Nevertheless, we do note that the trial court erred by ordering the dismissal of Argence’s suit with prejudice. A dismissal on grounds of abandonment may only be made without prejudice. Tasch, Inc. v. Horizon Group, 08-0635, p. 4 (La.App. 4 Cir. 1/7/09), 3 So.3d 562, 565, citing DeSalvo v. Waguespack, 187 So.2d 489 (La.App. 4th Cir.1966). See La. C.C.P. arts. 2129 and 2164.

For the foregoing reasons, we amend the 15 August 2011 judgment of the trial court to dismiss Argence’s suit against Box *542without prejudice; and as amended, we affirm the judgment of the trial court. AMENDED; AS AMENDED, AFFIRMED.

. On appeal, Argence does not assert that the notice of judgment was not mailed to counsel of record.

. The service return merely reflects that the judgment was served.

. Although the judgment formally says that it is an order, the decretal language clearly demonstrates that it is a formal judgment.
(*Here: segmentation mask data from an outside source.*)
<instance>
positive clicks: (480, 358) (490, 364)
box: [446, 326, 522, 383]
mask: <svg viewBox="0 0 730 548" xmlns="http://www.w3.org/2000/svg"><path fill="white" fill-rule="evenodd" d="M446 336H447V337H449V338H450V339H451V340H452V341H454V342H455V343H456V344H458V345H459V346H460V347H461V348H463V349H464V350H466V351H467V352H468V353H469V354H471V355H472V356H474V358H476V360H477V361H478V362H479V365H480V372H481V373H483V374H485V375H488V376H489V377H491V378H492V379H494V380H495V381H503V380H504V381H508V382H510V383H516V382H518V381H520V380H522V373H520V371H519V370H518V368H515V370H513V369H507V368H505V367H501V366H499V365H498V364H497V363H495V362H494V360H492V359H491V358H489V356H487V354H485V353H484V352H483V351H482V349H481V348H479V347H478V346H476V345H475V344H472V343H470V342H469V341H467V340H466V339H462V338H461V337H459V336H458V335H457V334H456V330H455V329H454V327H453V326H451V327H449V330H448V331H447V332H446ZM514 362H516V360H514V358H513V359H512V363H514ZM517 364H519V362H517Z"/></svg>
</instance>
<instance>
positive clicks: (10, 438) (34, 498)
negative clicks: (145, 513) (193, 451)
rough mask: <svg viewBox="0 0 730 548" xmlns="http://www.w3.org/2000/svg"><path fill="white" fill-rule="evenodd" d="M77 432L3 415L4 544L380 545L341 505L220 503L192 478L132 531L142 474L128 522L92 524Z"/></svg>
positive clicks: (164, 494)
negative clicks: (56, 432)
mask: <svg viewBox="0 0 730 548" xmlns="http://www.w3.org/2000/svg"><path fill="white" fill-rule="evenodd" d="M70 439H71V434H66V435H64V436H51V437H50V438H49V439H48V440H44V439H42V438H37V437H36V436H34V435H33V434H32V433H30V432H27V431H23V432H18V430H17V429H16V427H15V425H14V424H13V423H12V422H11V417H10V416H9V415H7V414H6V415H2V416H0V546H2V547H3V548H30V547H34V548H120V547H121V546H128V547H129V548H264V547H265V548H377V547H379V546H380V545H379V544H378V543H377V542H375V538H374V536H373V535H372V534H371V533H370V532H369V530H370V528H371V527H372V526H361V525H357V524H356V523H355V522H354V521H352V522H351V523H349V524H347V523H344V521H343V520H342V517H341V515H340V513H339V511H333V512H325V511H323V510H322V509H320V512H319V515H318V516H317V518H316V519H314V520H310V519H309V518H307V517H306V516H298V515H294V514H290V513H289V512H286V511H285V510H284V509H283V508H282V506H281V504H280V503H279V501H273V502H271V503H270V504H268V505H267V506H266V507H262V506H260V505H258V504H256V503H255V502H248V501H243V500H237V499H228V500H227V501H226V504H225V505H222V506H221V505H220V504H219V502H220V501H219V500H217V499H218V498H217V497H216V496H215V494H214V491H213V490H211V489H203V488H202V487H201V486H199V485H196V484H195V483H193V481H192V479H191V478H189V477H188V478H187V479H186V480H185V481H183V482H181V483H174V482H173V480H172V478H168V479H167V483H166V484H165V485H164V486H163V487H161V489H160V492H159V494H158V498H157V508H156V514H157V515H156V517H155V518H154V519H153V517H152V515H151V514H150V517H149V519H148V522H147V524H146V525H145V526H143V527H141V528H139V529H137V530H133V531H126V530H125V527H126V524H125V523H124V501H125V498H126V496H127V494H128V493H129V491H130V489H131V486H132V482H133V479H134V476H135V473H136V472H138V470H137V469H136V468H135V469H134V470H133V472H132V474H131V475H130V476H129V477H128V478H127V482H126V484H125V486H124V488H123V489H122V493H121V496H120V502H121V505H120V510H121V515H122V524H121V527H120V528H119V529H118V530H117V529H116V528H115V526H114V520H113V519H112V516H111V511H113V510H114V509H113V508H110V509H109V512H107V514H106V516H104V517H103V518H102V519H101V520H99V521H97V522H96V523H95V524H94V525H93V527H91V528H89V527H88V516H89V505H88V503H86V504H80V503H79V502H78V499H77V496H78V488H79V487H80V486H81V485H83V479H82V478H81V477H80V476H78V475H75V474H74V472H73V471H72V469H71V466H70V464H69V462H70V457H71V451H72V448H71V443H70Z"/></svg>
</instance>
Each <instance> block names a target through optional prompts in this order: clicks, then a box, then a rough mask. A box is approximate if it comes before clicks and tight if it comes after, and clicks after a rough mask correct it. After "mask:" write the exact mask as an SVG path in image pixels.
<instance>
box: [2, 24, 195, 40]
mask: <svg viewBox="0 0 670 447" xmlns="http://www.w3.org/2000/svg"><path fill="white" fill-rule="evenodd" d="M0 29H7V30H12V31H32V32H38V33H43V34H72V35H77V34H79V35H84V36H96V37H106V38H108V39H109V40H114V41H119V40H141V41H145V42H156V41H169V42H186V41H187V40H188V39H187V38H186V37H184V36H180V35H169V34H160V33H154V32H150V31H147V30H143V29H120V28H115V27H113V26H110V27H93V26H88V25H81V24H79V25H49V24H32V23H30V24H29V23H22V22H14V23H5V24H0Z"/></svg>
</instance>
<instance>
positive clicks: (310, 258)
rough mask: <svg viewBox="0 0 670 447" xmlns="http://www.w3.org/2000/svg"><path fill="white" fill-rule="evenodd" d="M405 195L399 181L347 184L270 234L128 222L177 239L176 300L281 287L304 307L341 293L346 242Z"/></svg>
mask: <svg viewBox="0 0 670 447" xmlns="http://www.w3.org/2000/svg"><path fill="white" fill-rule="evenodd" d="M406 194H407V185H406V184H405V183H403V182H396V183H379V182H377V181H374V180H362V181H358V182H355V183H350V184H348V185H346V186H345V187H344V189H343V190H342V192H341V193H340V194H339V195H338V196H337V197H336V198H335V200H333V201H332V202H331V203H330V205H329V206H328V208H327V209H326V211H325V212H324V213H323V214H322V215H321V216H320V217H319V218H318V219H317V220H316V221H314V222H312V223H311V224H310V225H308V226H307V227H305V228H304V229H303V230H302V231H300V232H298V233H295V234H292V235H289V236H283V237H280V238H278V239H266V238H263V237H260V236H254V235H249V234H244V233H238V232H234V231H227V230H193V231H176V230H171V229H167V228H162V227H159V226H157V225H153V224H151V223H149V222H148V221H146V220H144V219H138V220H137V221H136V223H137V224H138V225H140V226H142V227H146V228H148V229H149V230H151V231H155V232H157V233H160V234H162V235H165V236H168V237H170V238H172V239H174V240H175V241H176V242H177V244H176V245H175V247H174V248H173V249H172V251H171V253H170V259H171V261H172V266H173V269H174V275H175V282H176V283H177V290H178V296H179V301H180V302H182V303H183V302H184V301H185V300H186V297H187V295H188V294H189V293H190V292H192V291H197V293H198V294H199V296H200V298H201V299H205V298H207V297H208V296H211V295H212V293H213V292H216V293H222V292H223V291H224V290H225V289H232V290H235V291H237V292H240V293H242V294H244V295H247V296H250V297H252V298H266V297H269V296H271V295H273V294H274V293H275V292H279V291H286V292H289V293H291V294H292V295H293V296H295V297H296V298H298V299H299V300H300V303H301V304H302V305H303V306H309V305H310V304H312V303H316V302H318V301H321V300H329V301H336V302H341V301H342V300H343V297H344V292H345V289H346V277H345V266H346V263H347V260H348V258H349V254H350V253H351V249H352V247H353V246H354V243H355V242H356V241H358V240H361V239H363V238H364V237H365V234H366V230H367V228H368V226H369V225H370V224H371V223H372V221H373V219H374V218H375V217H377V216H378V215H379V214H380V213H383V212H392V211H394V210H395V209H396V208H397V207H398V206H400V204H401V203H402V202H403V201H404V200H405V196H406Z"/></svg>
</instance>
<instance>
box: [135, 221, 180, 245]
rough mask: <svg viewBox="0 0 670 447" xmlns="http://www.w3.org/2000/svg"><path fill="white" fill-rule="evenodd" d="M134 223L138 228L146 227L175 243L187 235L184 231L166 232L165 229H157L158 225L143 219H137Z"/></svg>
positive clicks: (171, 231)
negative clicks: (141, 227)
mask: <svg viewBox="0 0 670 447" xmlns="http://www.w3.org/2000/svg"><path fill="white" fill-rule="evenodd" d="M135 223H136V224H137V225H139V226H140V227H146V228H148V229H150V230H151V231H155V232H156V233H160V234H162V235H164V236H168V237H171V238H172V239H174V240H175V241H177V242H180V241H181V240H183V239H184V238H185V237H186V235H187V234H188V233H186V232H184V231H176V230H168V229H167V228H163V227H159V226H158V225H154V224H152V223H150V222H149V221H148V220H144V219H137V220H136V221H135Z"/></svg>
. If a trial judge fails or refuses to sign or render a judgment following a trial or hearing, it is incumbent on a party to mandamus the judge to do so, and in such a case, the mandamus would likely constitute a step in the prosecution or defense of the suit.

. We know of no law or jurisprudence that requires that a proposed judgment be formally filed in the trial court record. See and cf., Uniform District Court Rule 9.5. Therefore, the hearing date of 25 June 2008 is the appropriate date from which the three years commenced to run.